Ce n’est pas la première fois que j’évoque ici les conditions météo dégueu-dégueu de 2016.
Pour Isabelle et Franck Pascal, l’histoire a failli virer au drame.
Mais pour bien comprendre les enjeux, revenons un peu sur l’histoire de ce domaine champenois de 7 hectares.
Pour Isabelle et Franck, hors de question de travailler dans les vignes, comme leurs parents. Pour lui, une carrière d’ingénieur se profile, pour elle, ce sera la biochimie, en laboratoire oenologique.
Mais un accident bouleverse leurs projets. Le frère de Franck, supposé reprendre l’exploitation, disparaît brutalement. Une tragédie qui change la donne. En Champagne, comme dans toutes régions viticoles, on est parfois prêt à faire sa vie ailleurs… dans la mesure où la succession familiale est garantie. Quand plus personne n’est là pour assurer la relève, on se repose la question. Franck décide donc de rester, et de se former.
Au Viticampus d’Avize, très vite, la surprise le gagne. On a la main lourde sur les produits chimiques dans la région, dis-donc !
Et puis, en se penchant un peu plus sur la question, il s’aperçoit que, ces molécules que l’on utilise dans les vignes… ce sont les mêmes qu’il utilisait lors de son service militaire. Affecté au génie de combat, il a en effet travaillé sur l’élaboration d’armes… chimiques.
Utiliser pour son champagne les mêmes produits qu’on lui demandait d’élaborer pour tuer… Cherchez l’erreur.
Ajoutez à cela une sensibilisation au bio dans leur vie quotidienne, notamment depuis la première grossesse d’Isabelle, en 1998.
Et des rencontres, avec des vignerons fortement engagés, en Allemagne, en Suisse, en Alsace et dans la Loire…
C’est bien simple, le vignoble est très vite passé en bio, puis en biodynamie.
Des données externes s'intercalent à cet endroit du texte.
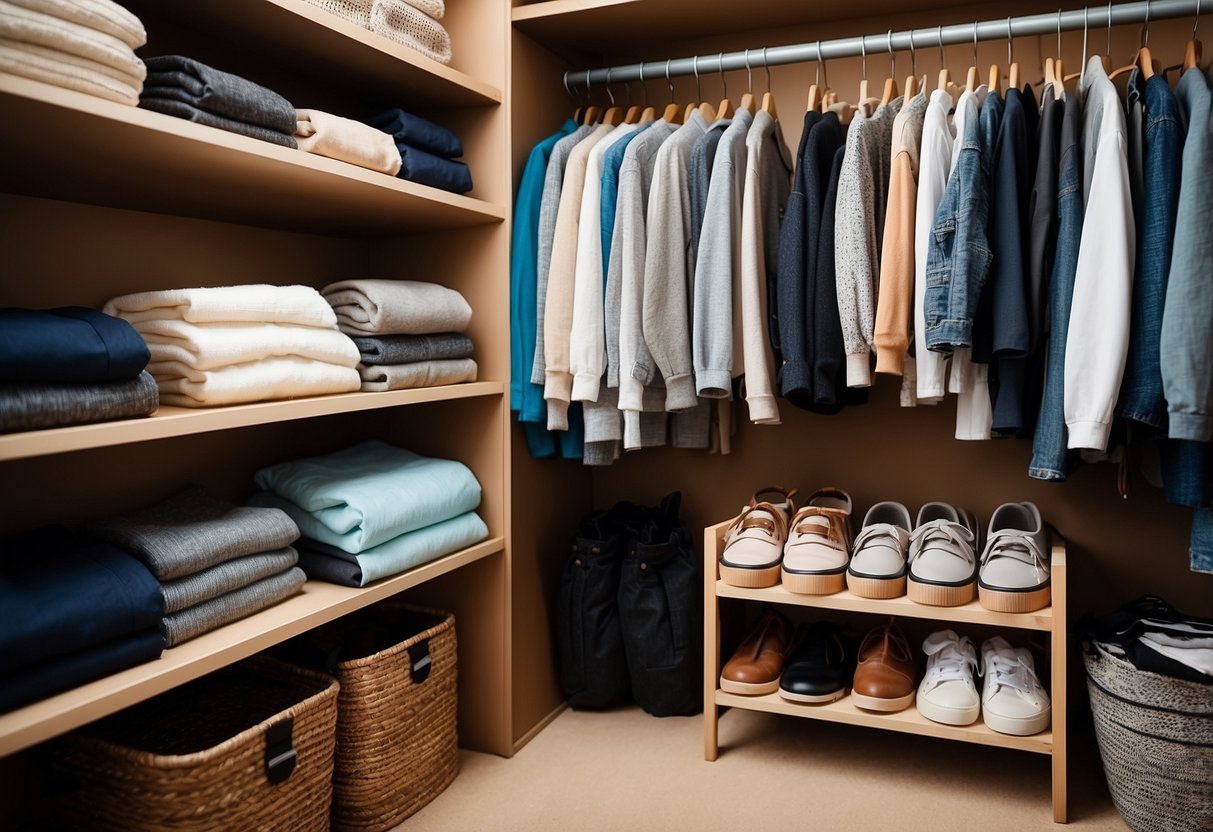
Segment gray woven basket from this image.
[1083,644,1213,832]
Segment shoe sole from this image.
[721,563,780,589]
[847,572,906,599]
[779,688,847,705]
[906,579,978,606]
[850,690,917,713]
[781,569,847,595]
[978,587,1052,616]
[721,676,779,696]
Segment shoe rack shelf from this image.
[704,519,1066,824]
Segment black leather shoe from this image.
[779,621,858,705]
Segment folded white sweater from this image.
[0,38,143,107]
[10,0,148,49]
[102,284,337,329]
[0,0,146,79]
[148,358,361,408]
[135,320,359,370]
[295,109,400,176]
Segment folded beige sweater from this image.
[295,109,400,176]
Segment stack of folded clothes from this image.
[82,488,307,648]
[139,55,298,148]
[320,280,477,392]
[0,0,147,107]
[366,107,472,194]
[250,440,489,587]
[0,526,164,711]
[295,109,400,176]
[0,307,159,432]
[106,285,360,408]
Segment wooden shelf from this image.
[716,579,1057,631]
[0,537,505,757]
[0,73,506,238]
[716,690,1053,754]
[0,381,505,461]
[126,0,502,107]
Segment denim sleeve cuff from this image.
[1167,410,1213,441]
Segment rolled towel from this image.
[351,332,473,364]
[81,486,300,581]
[143,55,295,136]
[320,279,472,335]
[0,307,149,384]
[358,358,475,393]
[10,0,144,49]
[295,109,400,176]
[148,357,361,408]
[395,142,472,194]
[370,0,451,64]
[160,566,307,648]
[135,320,359,370]
[298,512,489,587]
[366,107,463,159]
[0,0,144,78]
[102,284,337,329]
[249,439,480,553]
[156,546,300,623]
[0,38,143,107]
[0,370,157,433]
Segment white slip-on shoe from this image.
[918,629,981,725]
[978,502,1052,612]
[721,502,787,588]
[906,502,978,606]
[847,501,913,598]
[781,489,852,595]
[981,636,1050,736]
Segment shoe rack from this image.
[704,519,1066,824]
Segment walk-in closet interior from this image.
[0,0,1213,830]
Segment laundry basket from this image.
[1083,642,1213,832]
[46,656,337,832]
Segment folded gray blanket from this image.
[160,546,300,615]
[139,96,298,149]
[0,370,160,433]
[160,566,307,648]
[143,55,295,136]
[82,486,300,582]
[351,332,472,364]
[320,280,472,335]
[358,358,475,393]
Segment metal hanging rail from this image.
[564,0,1213,90]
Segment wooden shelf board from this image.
[716,581,1053,631]
[0,74,506,237]
[716,690,1053,754]
[0,537,505,757]
[0,381,505,461]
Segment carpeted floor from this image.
[399,708,1127,832]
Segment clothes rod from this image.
[564,0,1213,90]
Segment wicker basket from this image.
[1083,643,1213,832]
[279,602,459,832]
[47,656,337,832]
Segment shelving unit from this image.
[704,519,1066,824]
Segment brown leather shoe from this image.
[850,619,916,712]
[721,610,792,696]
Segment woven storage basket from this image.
[279,602,459,832]
[1083,643,1213,832]
[47,656,337,832]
Cette dernière étape est arrivée suite à une expérience toute personnelle : le cancer d’Isabelle, en 2005. La chimie, elle connaît. Et (paradoxe ?), s’il y a bien une chose dont elle est certaine devant le diagnostic, c’est qu’elle ne se soignera pas via la chimie.
Et c’est dans cette recherche de traitements alternatifs que le couple découvre pleinement le monde que représente la biodynamie…
« On n’a gravi qu’une première marche pour le moment... » développe Isabelle.
Dans cette épreuve, c’est d’autres femmes-vigneronnes qui vont comprendre, soutenir et partager le combat de Franck et Isabelle. Notamment Françoise Bedel et la regrettée Anne-Claude Leflaive… Des noms qui résonnent fort dans le milieu du vin… et de la biodynamie.
Aujourd’hui, Isabelle est pleine de cette énergie et de cette force de ceux qui ont combattu. Et gagné.
Alors, quand elle vous parle du « vivant », de ces fleurs qui poussent dans les vignes ou de ces ondes que l’on peut envoyer au raisin, ou au vin, il n’est pas impossible que vous vous laissiez gagner par l’émotion.
Et, quand elle vous parlera, avec ce ton très posé et cette voix très claire, du pendule qu’elle utilise pour « communiquer » avec le vin, tandis que son époux manie une antenne de Lecher pour poser des questions au divin breuvage, vous écouterez, à peine surpris, probablement curieux d’en savoir plus…
Malheureusement, le parallèle entre la maladie et la vigne ne s’arrête pas là. Isabelle l’admet : si aujourd’hui elle est encore là, c’est aussi grâce à la chimie. Dans les tous derniers mois elle a finalement eu recours à la chimiothérapie, en complément du reste.
Aujourd’hui, elle n’est plus en rémission. Elle est guérie.
Aussi quand, pendant le terrible printemps 2016, les vignes présentent plus que des signes de faiblesse – « on était en train de tout perdre » – Franck n’en dort plus. Les apports biodynamiques, fondés uniquement sur des traitements de contact, ne suffisent plus. Pour ce vignoble situé en pleine Vallée de la Marne, où il fait déjà en règle général particulièrement froid et humide, les mois de mai et juin ont été beaucoup, beaucoup trop humides. D’où cette phrase d’Isabelle, après des semaines de cauchemars : « Si tu dois traiter pour sauver tes vignes, traite ».
Voilà, après des décennies à convertir leur vignoble en biodynamie, Franck et Isabelle ont eu recours à la chimie. Un mal pour un bien ? Peut-être.
Dans tous les cas, il était bien entendu impossible pour eux de commercialiser les raisins issus de cette vendanges.
« On a tout vendu au négoce ».
Un drame ? Pas nécessairement. Isabelle garde le sourire :
« Cette année nous a fait beaucoup grandir ».